It’s no secret that I live with Chiari + Syringomyelia but did you know it’s also the reason for many of my negative thoughts. They are thoughts that trigger self-doubt and lack of confidence. The chronic pain, the aches, the body pain, back pain, the headaches, the stiffness in my neck are a daily reminder of the things that I can no longer do. It can really bring me down – if I allow it to. My days are planned out around the level of pain I’m in on that particular day.

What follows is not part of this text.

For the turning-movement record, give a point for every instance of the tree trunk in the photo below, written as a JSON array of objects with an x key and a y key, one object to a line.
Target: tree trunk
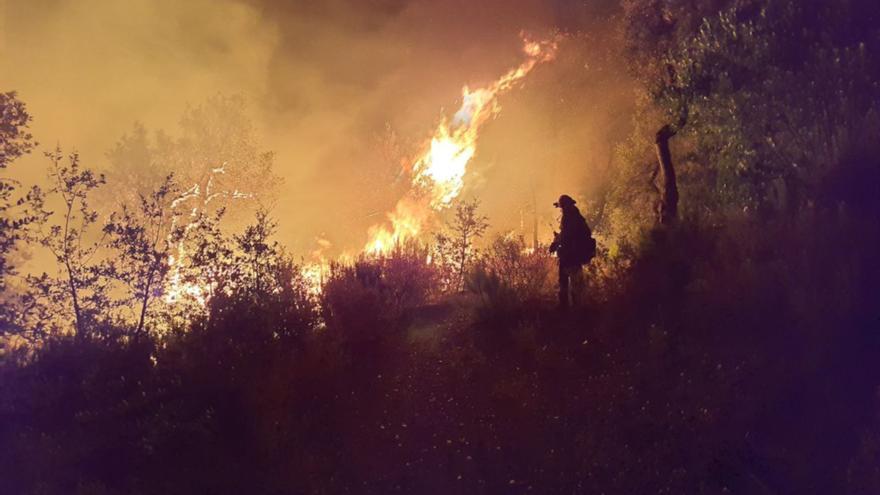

So, how do I manage my day to day while living with chronic pain – besides my pain medication of course! …. Time management.

Yes, that’s it, no magic to it! I manage my time wisely, I don’t over do it and I listen to my body – did I mention I have to plan my day around the level of pain I’m in?! Yes, after that, I do whats a priority first and go from there. I don’t have to get everything done, but I do try to do what’s most important. And this can be tough when your day – like mine, will usually include days where I need to visit the doctors or have to do a routine MRI or CT Scan – yeah, those are fun …. said no one! If that’s the case, I’ll tweak my day knowing that my body and brain will be extra tired because of that doctors visit and will consider my day extra short.

This next thing is really important when living with chronic pain and I know it can be difficult to do is, to rest. I need to find time to rest. If I can’t lay in bed, I simply sit down for a minute or two or three, but I need my rest – better yet, my body craves rest. If I don’t get enough sleep, my body will feel it the next day. So, if I plan something where it involves leaving my house, I also have to plan to rest when I return. I do this so that I don’t get the wrath from lack of sleep afterwards. I can get anything from vertigo, to nausea to having vision issues. It all goes south really quickly from lack of sleep.

So, how do I manage my time as a stay at home mom with my babies?! Well for one, they’re all not on diapers – phew, two, I know it’s summer time but they do school related papers for me – no I’m not that crazy mom, and three, schedule! The littlest ones are on a schedule, they take up to a three hour nap or nap twice a day. Meanwhile, the older ones will be eating, reading, arguing playing, etc. And as for myself, this is my time to plan on a post for my blog – like a ‘Meme Monday,’ ‘Reblog Wednesday or ‘Nail File Friday’s’, even something on my online shop, eat and shower! Yes! This ‘nap time’ is ‘mama’s time.’ I do this because that’s what I’ve put on my plate and I so need I to be efficient with my time.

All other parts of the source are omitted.